Stemming + MySQL Fulltext search can lead to unexpected results
Open, Needs TriagePublic

Description

I'll start by saying that I'm not sure if this is a bug or expected behavior.

When indexing documents, you stem for the full corpus here in PhabricatorMySQLFulltextStorageEngine. This will stem This is a test as thi test.

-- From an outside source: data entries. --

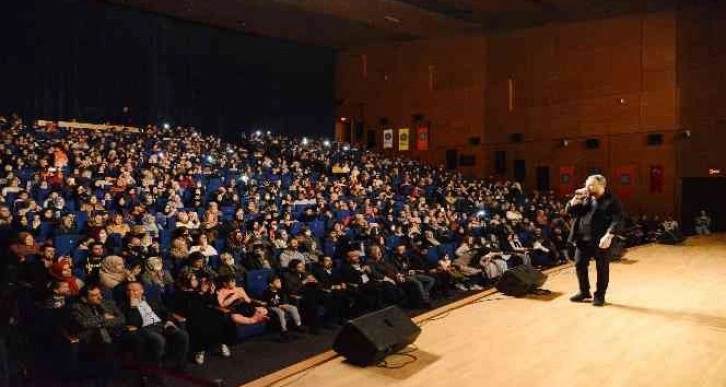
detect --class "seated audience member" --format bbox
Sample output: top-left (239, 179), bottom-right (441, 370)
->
top-left (186, 251), bottom-right (218, 281)
top-left (261, 275), bottom-right (302, 340)
top-left (280, 237), bottom-right (306, 269)
top-left (436, 253), bottom-right (484, 291)
top-left (83, 244), bottom-right (106, 280)
top-left (121, 281), bottom-right (189, 370)
top-left (390, 244), bottom-right (436, 307)
top-left (172, 271), bottom-right (233, 364)
top-left (282, 259), bottom-right (325, 333)
top-left (69, 284), bottom-right (126, 359)
top-left (217, 277), bottom-right (269, 325)
top-left (696, 210), bottom-right (711, 235)
top-left (659, 215), bottom-right (685, 244)
top-left (139, 257), bottom-right (174, 291)
top-left (341, 250), bottom-right (383, 315)
top-left (217, 253), bottom-right (246, 280)
top-left (242, 243), bottom-right (280, 271)
top-left (48, 259), bottom-right (84, 297)
top-left (189, 233), bottom-right (219, 258)
top-left (98, 255), bottom-right (141, 290)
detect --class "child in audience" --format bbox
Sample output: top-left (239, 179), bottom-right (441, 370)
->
top-left (217, 276), bottom-right (269, 325)
top-left (262, 275), bottom-right (302, 340)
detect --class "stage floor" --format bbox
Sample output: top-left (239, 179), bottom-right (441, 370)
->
top-left (264, 235), bottom-right (726, 387)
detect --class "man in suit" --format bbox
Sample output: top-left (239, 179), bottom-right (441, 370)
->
top-left (122, 282), bottom-right (189, 371)
top-left (567, 175), bottom-right (622, 306)
top-left (70, 283), bottom-right (133, 383)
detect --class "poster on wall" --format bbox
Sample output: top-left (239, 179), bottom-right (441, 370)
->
top-left (416, 126), bottom-right (429, 150)
top-left (650, 165), bottom-right (663, 193)
top-left (398, 128), bottom-right (409, 150)
top-left (383, 129), bottom-right (393, 149)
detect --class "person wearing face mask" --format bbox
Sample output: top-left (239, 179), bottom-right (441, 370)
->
top-left (280, 237), bottom-right (307, 268)
top-left (141, 257), bottom-right (174, 289)
top-left (217, 253), bottom-right (246, 280)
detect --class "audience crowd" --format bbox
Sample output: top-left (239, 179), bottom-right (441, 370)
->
top-left (0, 116), bottom-right (677, 384)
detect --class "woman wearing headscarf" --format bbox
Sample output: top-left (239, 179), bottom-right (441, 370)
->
top-left (48, 259), bottom-right (84, 297)
top-left (141, 257), bottom-right (174, 288)
top-left (98, 255), bottom-right (138, 289)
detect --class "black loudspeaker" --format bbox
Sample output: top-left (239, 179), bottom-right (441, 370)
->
top-left (446, 149), bottom-right (459, 170)
top-left (495, 265), bottom-right (547, 297)
top-left (494, 151), bottom-right (507, 174)
top-left (648, 133), bottom-right (663, 146)
top-left (333, 306), bottom-right (421, 366)
top-left (585, 138), bottom-right (600, 149)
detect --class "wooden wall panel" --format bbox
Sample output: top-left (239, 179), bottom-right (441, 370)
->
top-left (338, 12), bottom-right (684, 218)
top-left (676, 2), bottom-right (726, 177)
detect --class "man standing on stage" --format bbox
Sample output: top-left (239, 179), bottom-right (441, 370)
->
top-left (567, 175), bottom-right (621, 306)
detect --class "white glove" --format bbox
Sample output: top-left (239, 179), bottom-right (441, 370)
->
top-left (600, 234), bottom-right (613, 250)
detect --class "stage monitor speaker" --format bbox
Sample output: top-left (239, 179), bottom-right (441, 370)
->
top-left (495, 265), bottom-right (547, 297)
top-left (333, 306), bottom-right (421, 366)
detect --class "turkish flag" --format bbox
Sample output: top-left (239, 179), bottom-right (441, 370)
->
top-left (650, 165), bottom-right (663, 193)
top-left (416, 126), bottom-right (429, 150)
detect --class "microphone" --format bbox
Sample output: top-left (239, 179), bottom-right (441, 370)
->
top-left (575, 188), bottom-right (590, 199)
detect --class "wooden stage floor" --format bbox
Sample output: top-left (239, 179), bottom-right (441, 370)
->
top-left (253, 235), bottom-right (726, 387)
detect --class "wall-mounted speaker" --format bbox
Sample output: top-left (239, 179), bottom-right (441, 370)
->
top-left (494, 151), bottom-right (507, 174)
top-left (585, 138), bottom-right (600, 149)
top-left (647, 133), bottom-right (663, 146)
top-left (459, 155), bottom-right (476, 167)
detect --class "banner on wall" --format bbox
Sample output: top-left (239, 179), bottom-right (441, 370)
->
top-left (383, 129), bottom-right (393, 149)
top-left (615, 165), bottom-right (635, 200)
top-left (398, 128), bottom-right (409, 150)
top-left (416, 126), bottom-right (429, 150)
top-left (650, 165), bottom-right (663, 193)
top-left (559, 165), bottom-right (576, 196)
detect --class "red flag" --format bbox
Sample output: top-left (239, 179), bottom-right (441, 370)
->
top-left (615, 165), bottom-right (635, 200)
top-left (559, 165), bottom-right (575, 196)
top-left (416, 126), bottom-right (429, 150)
top-left (650, 165), bottom-right (663, 193)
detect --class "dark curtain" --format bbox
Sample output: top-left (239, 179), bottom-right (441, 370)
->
top-left (0, 0), bottom-right (335, 139)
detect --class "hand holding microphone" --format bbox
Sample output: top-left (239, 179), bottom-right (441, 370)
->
top-left (571, 188), bottom-right (589, 205)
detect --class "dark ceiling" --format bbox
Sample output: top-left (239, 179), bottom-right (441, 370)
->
top-left (108, 0), bottom-right (675, 48)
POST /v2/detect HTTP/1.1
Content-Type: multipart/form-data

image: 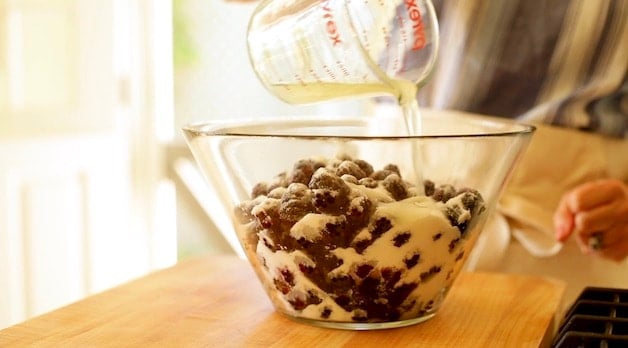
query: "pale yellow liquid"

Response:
[271,80,421,135]
[271,79,423,193]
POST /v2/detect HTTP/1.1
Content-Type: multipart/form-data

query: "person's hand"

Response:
[554,179,628,261]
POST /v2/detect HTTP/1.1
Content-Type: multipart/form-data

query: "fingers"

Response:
[565,179,625,212]
[554,195,575,242]
[554,180,628,261]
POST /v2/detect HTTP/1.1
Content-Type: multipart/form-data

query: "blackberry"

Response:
[403,253,421,269]
[382,174,408,201]
[353,159,373,177]
[288,159,325,185]
[336,161,366,179]
[251,182,268,198]
[358,178,377,188]
[393,232,411,248]
[279,183,314,223]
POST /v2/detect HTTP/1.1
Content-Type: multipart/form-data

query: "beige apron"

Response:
[468,125,628,310]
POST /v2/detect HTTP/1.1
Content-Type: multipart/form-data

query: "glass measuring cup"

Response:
[247,0,438,104]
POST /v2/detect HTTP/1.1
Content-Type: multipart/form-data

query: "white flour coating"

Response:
[237,158,484,322]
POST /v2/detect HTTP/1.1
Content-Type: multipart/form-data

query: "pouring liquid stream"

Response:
[270,76,424,194]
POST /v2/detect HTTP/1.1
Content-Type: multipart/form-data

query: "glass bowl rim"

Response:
[181,115,536,140]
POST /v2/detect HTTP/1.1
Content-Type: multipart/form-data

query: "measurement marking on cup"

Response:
[322,0,342,46]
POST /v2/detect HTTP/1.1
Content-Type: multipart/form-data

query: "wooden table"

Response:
[0,256,565,348]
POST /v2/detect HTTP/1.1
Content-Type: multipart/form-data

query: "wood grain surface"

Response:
[0,256,565,348]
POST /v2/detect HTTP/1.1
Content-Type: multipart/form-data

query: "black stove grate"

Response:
[552,287,628,348]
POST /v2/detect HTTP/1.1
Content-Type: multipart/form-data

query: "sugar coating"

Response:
[235,158,485,322]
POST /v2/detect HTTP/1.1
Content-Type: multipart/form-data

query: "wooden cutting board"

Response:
[0,256,565,348]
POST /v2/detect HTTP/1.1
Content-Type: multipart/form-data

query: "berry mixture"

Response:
[235,158,485,322]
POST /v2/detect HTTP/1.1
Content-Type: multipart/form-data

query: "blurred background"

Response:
[0,0,369,328]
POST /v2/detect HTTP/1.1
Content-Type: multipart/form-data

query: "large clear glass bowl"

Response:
[184,115,534,330]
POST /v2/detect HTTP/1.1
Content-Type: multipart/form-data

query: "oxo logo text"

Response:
[323,0,342,46]
[405,0,426,51]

It looks like it leaves out is a because of this line: https://secure.phabricator.com/source/libphutil/browse/master/src/search/PhutilSearchStemmer.php;9d85dfab0f532d50c2343719e92d574a4827341b$16.

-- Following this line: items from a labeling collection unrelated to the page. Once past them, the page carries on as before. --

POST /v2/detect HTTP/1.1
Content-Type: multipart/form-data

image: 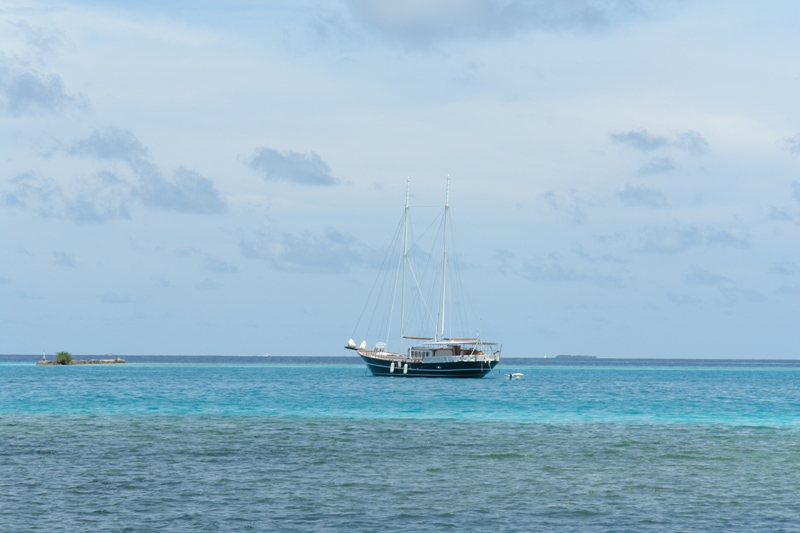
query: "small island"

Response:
[36,352,125,366]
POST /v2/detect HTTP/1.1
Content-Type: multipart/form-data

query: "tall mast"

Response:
[400,177,411,354]
[439,174,450,341]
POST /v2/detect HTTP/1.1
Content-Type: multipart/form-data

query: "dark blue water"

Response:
[0,356,800,532]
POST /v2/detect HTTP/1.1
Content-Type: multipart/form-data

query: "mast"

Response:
[439,174,450,341]
[399,177,411,354]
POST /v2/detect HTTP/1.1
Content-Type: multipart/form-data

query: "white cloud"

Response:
[340,0,646,48]
[636,157,675,176]
[239,228,368,273]
[781,133,800,155]
[0,55,88,117]
[247,146,336,185]
[53,251,76,267]
[617,183,668,208]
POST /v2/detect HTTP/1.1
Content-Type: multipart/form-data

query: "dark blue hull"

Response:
[358,354,498,378]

When compiling search queries, you tokenize the query and then stem each token as seen here: https://secure.phabricator.com/source/libphutil/browse/master/src/search/PhutilSearchQueryCompiler.php;9d85dfab0f532d50c2343719e92d574a4827341b$241. This will lead to the following query issued for This is a test.

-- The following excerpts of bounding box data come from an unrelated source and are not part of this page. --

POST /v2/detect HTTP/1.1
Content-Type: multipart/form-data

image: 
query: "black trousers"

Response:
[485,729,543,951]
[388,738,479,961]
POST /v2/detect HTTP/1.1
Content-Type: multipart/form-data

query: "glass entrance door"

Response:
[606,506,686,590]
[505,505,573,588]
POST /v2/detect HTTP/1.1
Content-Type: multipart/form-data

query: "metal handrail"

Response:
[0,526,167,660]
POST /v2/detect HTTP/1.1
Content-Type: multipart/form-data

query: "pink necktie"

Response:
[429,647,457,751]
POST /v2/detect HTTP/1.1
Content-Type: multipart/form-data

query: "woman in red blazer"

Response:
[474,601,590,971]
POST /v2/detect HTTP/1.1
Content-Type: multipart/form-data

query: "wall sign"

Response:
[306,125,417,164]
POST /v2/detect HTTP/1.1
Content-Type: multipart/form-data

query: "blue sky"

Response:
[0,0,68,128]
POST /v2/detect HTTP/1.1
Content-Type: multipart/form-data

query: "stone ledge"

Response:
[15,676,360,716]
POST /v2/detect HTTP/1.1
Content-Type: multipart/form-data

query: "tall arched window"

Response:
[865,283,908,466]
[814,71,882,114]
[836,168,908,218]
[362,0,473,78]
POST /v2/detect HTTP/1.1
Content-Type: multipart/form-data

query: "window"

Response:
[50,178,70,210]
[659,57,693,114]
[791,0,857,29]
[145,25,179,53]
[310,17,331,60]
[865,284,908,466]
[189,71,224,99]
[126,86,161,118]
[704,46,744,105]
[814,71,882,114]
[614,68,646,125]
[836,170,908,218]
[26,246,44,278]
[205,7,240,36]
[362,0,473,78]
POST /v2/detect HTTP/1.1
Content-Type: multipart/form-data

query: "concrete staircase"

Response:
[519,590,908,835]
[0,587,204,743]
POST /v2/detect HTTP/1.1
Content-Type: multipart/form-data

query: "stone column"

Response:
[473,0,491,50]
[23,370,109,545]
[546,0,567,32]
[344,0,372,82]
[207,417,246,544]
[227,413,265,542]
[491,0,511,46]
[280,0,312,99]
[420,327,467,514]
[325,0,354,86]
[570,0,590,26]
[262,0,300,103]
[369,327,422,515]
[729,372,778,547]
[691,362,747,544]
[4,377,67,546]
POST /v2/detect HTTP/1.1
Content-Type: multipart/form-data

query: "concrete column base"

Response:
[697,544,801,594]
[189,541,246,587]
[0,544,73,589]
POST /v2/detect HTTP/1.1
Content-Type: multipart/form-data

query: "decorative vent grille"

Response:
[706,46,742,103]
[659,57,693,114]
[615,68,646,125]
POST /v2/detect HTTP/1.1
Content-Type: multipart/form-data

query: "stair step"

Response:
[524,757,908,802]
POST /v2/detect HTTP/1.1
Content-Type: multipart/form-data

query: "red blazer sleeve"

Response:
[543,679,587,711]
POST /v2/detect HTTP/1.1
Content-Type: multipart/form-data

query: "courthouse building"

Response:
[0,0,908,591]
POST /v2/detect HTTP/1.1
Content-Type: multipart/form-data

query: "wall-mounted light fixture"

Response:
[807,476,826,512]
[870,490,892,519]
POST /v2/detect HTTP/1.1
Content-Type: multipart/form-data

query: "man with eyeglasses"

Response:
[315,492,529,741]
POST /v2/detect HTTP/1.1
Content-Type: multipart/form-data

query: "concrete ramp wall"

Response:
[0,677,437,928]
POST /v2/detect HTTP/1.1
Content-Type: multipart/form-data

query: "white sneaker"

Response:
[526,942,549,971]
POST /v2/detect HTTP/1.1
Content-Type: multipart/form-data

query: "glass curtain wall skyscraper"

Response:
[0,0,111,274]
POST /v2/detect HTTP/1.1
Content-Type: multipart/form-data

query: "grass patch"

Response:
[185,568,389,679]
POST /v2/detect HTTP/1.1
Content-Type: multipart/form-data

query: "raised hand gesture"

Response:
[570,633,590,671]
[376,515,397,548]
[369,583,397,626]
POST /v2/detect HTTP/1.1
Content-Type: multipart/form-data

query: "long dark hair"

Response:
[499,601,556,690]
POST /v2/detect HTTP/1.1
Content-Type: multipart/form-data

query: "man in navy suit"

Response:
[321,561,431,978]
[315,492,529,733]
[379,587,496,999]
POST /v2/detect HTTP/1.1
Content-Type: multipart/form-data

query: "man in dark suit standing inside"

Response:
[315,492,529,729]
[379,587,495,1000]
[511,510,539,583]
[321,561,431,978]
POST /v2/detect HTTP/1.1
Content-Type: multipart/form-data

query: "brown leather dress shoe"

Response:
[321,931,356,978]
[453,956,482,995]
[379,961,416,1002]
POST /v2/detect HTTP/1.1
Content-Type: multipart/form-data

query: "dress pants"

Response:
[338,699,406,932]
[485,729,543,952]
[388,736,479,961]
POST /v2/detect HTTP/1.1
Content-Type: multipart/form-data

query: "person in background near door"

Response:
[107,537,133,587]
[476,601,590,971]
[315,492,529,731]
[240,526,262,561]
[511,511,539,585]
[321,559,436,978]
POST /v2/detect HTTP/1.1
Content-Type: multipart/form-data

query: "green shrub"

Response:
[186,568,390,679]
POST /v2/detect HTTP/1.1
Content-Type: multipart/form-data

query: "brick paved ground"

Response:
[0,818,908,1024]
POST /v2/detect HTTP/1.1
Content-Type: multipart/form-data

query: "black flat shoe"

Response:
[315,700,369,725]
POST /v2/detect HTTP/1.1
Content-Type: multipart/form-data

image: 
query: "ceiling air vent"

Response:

SELECT documentPHID, MAX(fieldScore) AS documentScore FROM (SELECT document.phid AS documentPHID, IF(field.field = 'titl', 1024, 0) + MATCH(corpus, stemmedCorpus) AGAINST ('\"thi\" \"is\" \"a\" \"test\"' IN BOOLEAN MODE) AS fieldScore FROM `search_document` document JOIN `search_documentfield` field ON field.phid = document.phid JOIN `search_documentrelationship` AS `statuses` ON `statuses`.phid = document.phid AND `statuses`.relation = 'open' WHERE MATCH(corpus, stemmedCorpus) AGAINST ('\"thi\" \"is\" \"a\" \"test\"' IN BOOLEAN MODE) LIMIT 1000) query JOIN `search_document` root ON query.documentPHID = root.phid GROUP BY documentPHID ORDER BY documentScore DESC LIMIT 0, 101

Since you are storing a string that is stemmed and excludes words with less than three characters, shouldn't this query try to match against thi test rather than thi is a test?

Phabricator versions:

phabricator cda72bdb914cf8e70ad89a8f5cd9bf9fea1e6aea (Fri, Jan 13) (branched from 7276af6a81f49bbdc14ace064aab50afbeb79cfc on origin) 
arcanist 9503b941cc02be637d967bb50cfb25f852e071e4 (Fri, Jan 6) (branched from ade25facfdf22aed1c1e20fed3e58e60c0be3c2b on origin) 
phutil bf4fdf396761eb2a03da19c16386df36b9d8c56c (Fri, Jan 13) (branched from 9d85dfab0f532d50c2343719e92d574a4827341b on origin)
ftdysa created this task.Jan 20 2017, 10:56 PM

How do I reproduce unexpected results at the application level (for example, what's something I can search for that doesn't match but should match)?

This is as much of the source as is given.